This DID system forms the foundation of trust and identity verification across the entire UPlanet ecosystem, enabling secure authentication, ownership verification, and inter-user interactions.

Comparison to Generic Blob Storage (e.g., Blossom)

While sharing the fundamental use of Nostr for authentication, UPlanet differentiates itself from more generic Nostr-based blob storage specifications like Blossom (BUDs) in its scope and approach:

  • Blossom: Focuses on a low-level HTTP API for storing and retrieving arbitrary "blobs" addressed by SHA256 hashes on media servers.
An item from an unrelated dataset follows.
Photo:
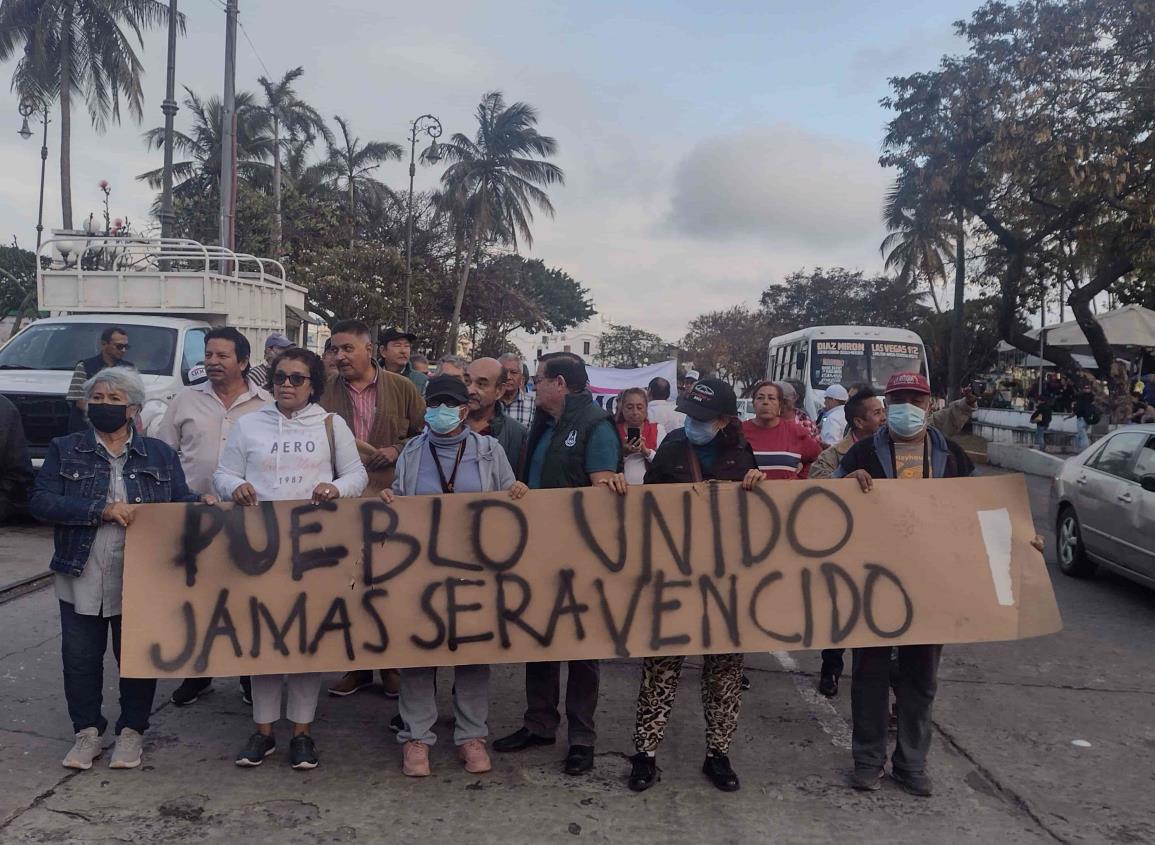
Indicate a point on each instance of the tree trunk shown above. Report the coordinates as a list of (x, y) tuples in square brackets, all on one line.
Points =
[(958, 316), (276, 189), (460, 298), (66, 25)]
It is a fundamental building block for content distribution on Nostr.
  • UPlanet: Operates at a higher application layer. It is a structured "Personal IPFS Drive" system that uses IPFS for storage and uses Nostr for identity and authentication. Its "Twin-Key" mechanism (NIP-101 GeoKeys and other associated keys) provides a holistic, unified identity across geographic data, IPFS content, and potential other blockchain assets. It provides a complete user experience with a pre-built web interface and specific features like incremental updates and structured content organization.

Dedicated Nostr Relay with Strfry and Custom Filters

UPlanet leverages a dedicated strfry Nostr relay, configured with custom write policies to integrate seamlessly with the UPlanet ecosystem, enabling authenticated actions and AI-driven responses.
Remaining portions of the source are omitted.